涙なしには語れない、悲運の少女たち
今年のアイドル・ミラクルバイブルシリーズ、第3弾ともなるとどんどんマニアックC級化&時代が進んじゃってハッキリ言って全然食指が伸びないんで見送ろうと思ってたのですが、本田さんの件もあって、ワタシと同い年のアイドルは他に誰がいたっけ?なんて考えてたら、河上幸恵の存在を思い出したんですね。
で、「 河上幸恵&若林加奈ベスト 」をご紹介。
河上幸恵と言えば、何と言っても「スター誕生!」に尽きるのではないでしょうか。
同い年にしては大人びた(とゆーか地味で暗い)雰囲気でテレビ予選会に臨んだ彼女。どこか百恵ちゃんに似た面差しの通り、「いい日旅立ち」を歌ったんですね。

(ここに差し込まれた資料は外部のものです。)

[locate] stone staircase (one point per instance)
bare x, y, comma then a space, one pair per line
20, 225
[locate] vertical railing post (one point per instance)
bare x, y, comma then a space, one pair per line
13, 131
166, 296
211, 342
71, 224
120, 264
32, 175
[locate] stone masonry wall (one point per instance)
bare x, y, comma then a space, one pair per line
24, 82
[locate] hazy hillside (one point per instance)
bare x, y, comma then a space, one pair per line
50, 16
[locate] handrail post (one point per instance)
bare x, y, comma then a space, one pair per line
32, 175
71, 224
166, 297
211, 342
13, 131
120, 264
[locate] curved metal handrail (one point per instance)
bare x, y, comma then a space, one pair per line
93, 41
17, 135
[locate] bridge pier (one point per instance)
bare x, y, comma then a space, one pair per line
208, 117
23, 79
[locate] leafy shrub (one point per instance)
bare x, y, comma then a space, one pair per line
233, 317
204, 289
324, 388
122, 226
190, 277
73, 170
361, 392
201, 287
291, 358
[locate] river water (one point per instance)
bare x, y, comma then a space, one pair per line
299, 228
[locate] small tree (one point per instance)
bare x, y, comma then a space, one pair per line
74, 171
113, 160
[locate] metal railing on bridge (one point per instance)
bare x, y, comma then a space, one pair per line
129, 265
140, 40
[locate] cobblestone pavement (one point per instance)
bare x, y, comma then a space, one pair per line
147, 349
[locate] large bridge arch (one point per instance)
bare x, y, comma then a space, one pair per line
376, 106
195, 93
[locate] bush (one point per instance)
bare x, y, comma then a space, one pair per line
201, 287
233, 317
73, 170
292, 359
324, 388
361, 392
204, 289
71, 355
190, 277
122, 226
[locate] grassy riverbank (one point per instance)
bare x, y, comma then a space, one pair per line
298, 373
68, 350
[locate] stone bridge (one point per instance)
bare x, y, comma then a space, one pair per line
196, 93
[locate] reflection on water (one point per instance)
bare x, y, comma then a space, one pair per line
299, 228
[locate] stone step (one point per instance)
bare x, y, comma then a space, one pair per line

その歌声はルックス通りの落ち着いたアルトで、スタ誕史上でも抜群の安定感が感じられました。自称お茶の間審査員のワタシは、最初の2小節で「この子受かるゾ!」と確信したものです。
それが中盤、なんと歌詞を忘れたせいか急に詰まって歌えなくなってしまったのです。失敗を悔やむ余り、両手で顔を覆う河上さんの姿に、深くうなだれるワタシでした。しかし、それでは終わらなかった。
サビの部分でおもむろに歌い始める彼女。それも何事もなかったかのように、しっかりと…。
ワタシはいたく感動して、その度胸とともに百恵ちゃんの再来を予感したのでありました。聖子でも朱里でもないよ、これは!と。
案の定、決戦大会ではグランドチャンピオンとなって、ホリプロへ。予選会以来すっかり魅了されてしまったワタシは、指折り数えてデビューの日を待ちました。しかし、待てど暮らせど知らせは来ない…。
2年以上経った83年、すっかり忘れた頃、「ブルー・エトランゼ」という歌でデビューした彼女からは、もうあの日の魅力は感じられなかったのですね。
このへん清水由貴子の教訓がなぜ生かされなかったのだろう。半年以内に出ていたら、スターになっていたとは断言できなくても、確実にヒットを飛ばしていたことと思います。
と悲しい思い出になってしまうんですけど、さらに悲しいのは第3弾から。「DOKI DOKI」と続く「ハートのねじ」ではHP25(ツトム)なんていうロボットとテクノ歌謡してしまったこと。
どう見てもキャラじゃないし、ウマイのにノれてないので、公開録画の番組なんかではピエロのようで痛々しかったです。で、歌はシングル5枚でオシマイ…。
CDで通して聴いたら、あの悲しみは癒えるのだろーか。
一方、若林加奈も悲運な印象でした。85年組では抜群の声質と歌唱力だったし、亜美ちゃん作品のデビュー曲「PIRA★星物語」はさわやかでファンタジックで、とてもキュートな声をフルに生かした仕上がりでしたけど、写真写りがひどかった…。
カマボコ目というかハニワ目というか、思春期でぽちゃっとしていたせいもあるんだろうけど、「明星」の新人集合ページでは、見なかったことにしたい有様でした。同姓でよく混同されてた若林志穂が、子役上がりの可愛さをまき散らしていたせいもありますけどね。
結局、彼女は4枚のシングルを残してフェイドアウト。最後の「COOL~アナタガタリナイ~」は、いとうせいこう作詞、サザンの大森さん作曲、B面はEPO作にして高見知佳のカバーという通好みな1枚でした。
うーむ、これは涙なくしては語れないCD化ですな~。しかし、買う人って多いの? 当時を知ってる人だけでも少ないと思うのですが…。
なおコロムビアからはワタシと同郷の「 国実百合ベスト 」や、える(大橋恵理子)や水谷絵津子、谷ちえ子らを収録したオムニバス「 コロムビア・アイドル・アーカイブス~女の子編 Vol.1 」が同時発売。いずれも、大阪でDJやアイドルナイトなどもやってるまあくん(藤原正弘氏)の監修とのことです。
シリーズとしては、ソニーから一足先に「 アイドル・ミラクルバイブルシリーズ 相楽晴子ベスト・チューン 」「 アイドル・ミラクルバイブルシリーズ 高橋美枝・渡辺千秋・村田恵里 シングル・コレクション 」「 アイドル・ミラクルバイブルシリーズ 中山忍 」「 アイドル・ミラクルバイブルシリーズ 宍戸留美 」「 アイドル・ミラクルバイブルシリーズ Qlair Archives 」が発売。
キングからは昨年暮れより発売延期の末やっと日の目を見ることになったボックス「 岩井小百合DREAMBOX 」がリリースとなっています。